I have estimated a rstanarm stan_lm model. The intended audience is a specialty medical journal (anesthesiology) whose readers are mostly physicians with limited statistical understanding/competence.
I am seeking a literature reference for this audience that provides a gentle, minimally mathematical, introduction to Bayesian regression, weakly informative priors, model selection (loo cv), etc. A google search has many hits, but nothing quite right. Most physician readers have heard of Rev Bayes and his theorem, but they are mostly oblivious to the steps for a Bayesian regression model.

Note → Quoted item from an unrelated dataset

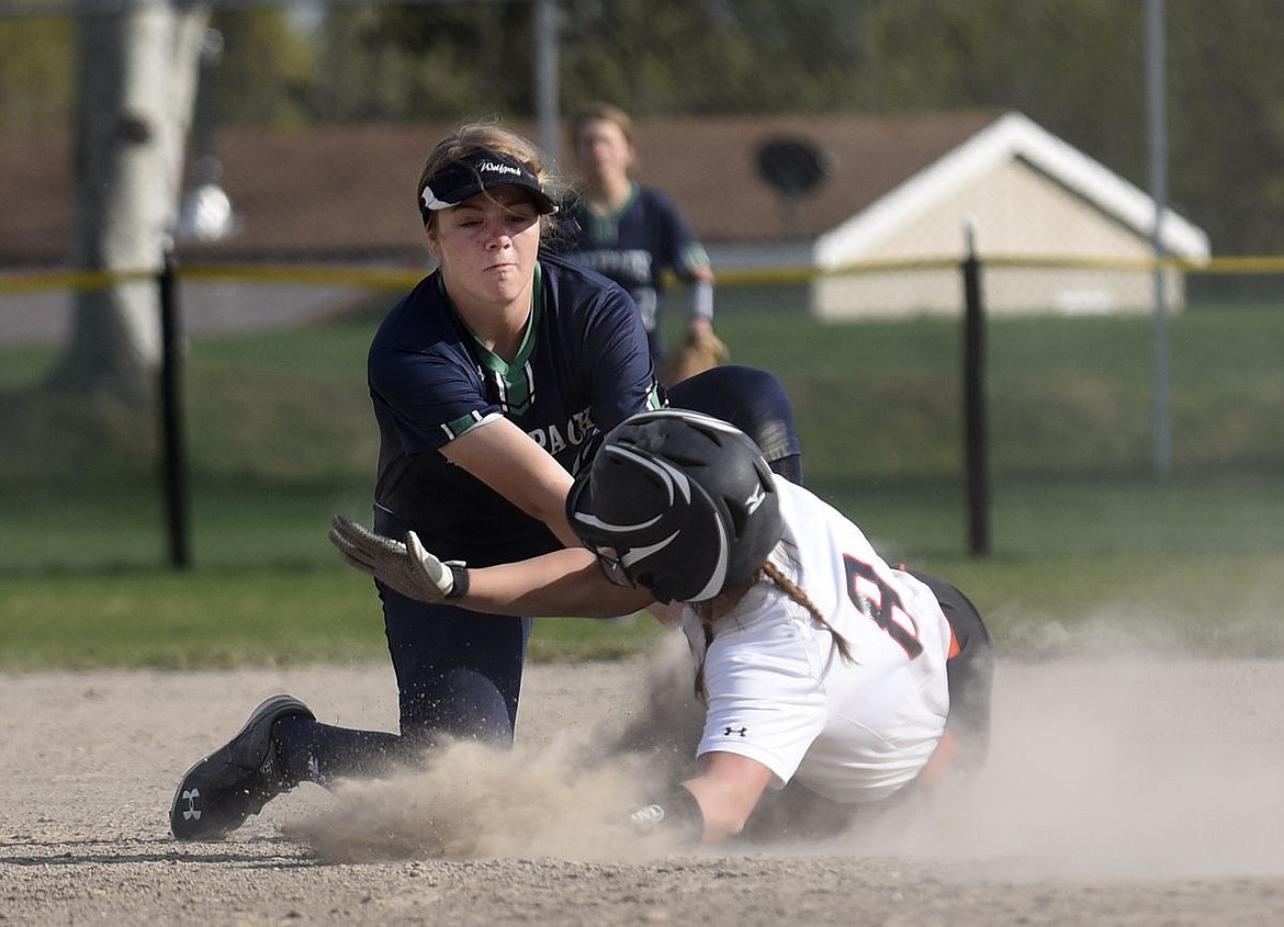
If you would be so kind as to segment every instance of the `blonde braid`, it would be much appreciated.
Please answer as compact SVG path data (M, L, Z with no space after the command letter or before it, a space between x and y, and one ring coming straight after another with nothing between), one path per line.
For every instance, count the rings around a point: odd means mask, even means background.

I would point them to a Wikipedia reference, but these change from time to time making them difficult to use in a journal citation.
Any suggestions would be appreciated.
Nathan
I would cite Regression and Other Stories by Gelman, Hill, and Vehtari
http://www.stat.columbia.edu/~gelman/regression/
This has the added benefit that no reviewers can object because it hasn’t been published yet, but it does cover most of what you listed (excluding PSISLOOCV).
There isn’t a nontechnical explanation of what stan_lm
does, published or otherwise. I would describe it as a beta prior on the R^2 with first shape parameter \frac{K}{2} and second shape parameter \eta, where \eta is calculated to achieve whatever you specified for the prior mode, median, or mean. The number you input for the prior mode, median, or mean is highly informative, but conditional on that, the priors on everything else in the model are as weak as I could make them.
I appreciate your comment. I have Gelman et al 1st edition. But for my audience, that is too much. I do want to see the 2nd ed.
I have found a recent article that does a reasonable job. it might be useful to others who need a citation for the same purpose.
An introduction to using Bayesian linear regression with clinical data
Scott A. Baldwin, Michael J. Larson
Behav Res Ther 2017; 98:58-75
Talks about or mentions priors, estimation, stan, loo, etc.
I wasn’t intending to explain the R2 family priors.
Nathan
I was going to suggest Baldwin and Larsons paper, so seconding that. I think it strikes a pretty good balance between accessible and accurate.